The Tigers currently sit atop a ranking which sees five of their six Ivy League foes ranked within the top seven. Only Penn is ranked lower, sitting at No. 13 (the seventh Ivy League opponent, Dartmouth, does not have a fencing program). No. 2 Cornell is 18–0 on the year, just one win behind the Tigers. Brown, Columbia, Harvard, and Yale, who occupy ranks No. 4 through No. 7, have a combined record of 47–8. Weintraub said the Ivy League round robin the weekend of Feb. 12 will be crucial in determining the team’s fate.

“[Ivies] are big for us,” Weintraub said. “It’s sort of a bragging rights tournament.”

After Ivy Championships, the team will head back to Philadelphia for the Temple Duals tournament on Feb. 27 before hosting the co-ed NCAA Regionals on Mar. 12 in Jadwin Gym. This will be the Tigers’ only home meet of the season.

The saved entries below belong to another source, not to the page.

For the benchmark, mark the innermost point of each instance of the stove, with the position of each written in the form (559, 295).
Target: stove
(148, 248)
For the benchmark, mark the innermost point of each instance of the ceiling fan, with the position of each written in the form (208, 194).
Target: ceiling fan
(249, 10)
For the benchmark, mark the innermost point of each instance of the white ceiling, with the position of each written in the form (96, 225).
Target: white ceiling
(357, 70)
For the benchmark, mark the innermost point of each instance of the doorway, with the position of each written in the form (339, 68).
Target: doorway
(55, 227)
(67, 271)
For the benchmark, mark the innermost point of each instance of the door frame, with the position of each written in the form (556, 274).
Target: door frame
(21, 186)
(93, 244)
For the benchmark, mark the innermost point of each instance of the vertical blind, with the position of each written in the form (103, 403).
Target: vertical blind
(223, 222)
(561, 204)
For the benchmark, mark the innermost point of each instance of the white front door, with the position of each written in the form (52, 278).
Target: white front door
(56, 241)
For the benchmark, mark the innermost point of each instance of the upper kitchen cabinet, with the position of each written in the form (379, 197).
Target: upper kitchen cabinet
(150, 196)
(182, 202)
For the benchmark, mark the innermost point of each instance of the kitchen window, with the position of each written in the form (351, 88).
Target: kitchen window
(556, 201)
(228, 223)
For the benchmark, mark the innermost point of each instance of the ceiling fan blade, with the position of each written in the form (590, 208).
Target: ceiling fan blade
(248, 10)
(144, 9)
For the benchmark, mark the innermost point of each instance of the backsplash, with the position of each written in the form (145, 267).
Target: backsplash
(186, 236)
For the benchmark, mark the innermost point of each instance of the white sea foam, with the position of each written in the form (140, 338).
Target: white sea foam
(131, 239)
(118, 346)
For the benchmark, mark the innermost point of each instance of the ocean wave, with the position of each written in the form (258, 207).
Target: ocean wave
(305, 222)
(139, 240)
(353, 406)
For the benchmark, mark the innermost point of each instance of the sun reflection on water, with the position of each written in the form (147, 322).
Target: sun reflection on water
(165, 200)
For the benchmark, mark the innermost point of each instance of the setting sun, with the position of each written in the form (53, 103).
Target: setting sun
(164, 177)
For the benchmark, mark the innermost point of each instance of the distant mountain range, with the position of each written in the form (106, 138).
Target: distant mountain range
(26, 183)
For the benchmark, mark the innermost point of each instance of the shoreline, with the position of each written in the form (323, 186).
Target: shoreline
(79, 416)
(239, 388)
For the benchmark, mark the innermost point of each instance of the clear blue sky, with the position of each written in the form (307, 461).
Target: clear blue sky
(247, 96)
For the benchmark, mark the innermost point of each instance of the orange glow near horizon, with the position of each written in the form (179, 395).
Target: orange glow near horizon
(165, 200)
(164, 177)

Should they progress to Regionals, the Tigers would then travel to Indianapolis for the co-ed National Championship during the last weekend of March. The Tigers have only won this title once in 2013, thanks to dominance in the sabre discipline from Olympian Eliza Stone ’13.

“I feel like there’s some pressure … everyone’s been saying, ‘we want the rings, give us Ivies, give us NCAAs’,” Lin said. “Personally, I feel like I need to calm down, stay humble, and keep working. If everything goes as planned, we have a pretty good shot.”

Wilson Conn is a co-head editor for the Sports section at the ‘Prince’ who typically covers football, basketball, and breaking news. He is also a senior writer for the Podcast section. He can be reached at wconn@princeton.edu or on Twitter at @wilson_conn.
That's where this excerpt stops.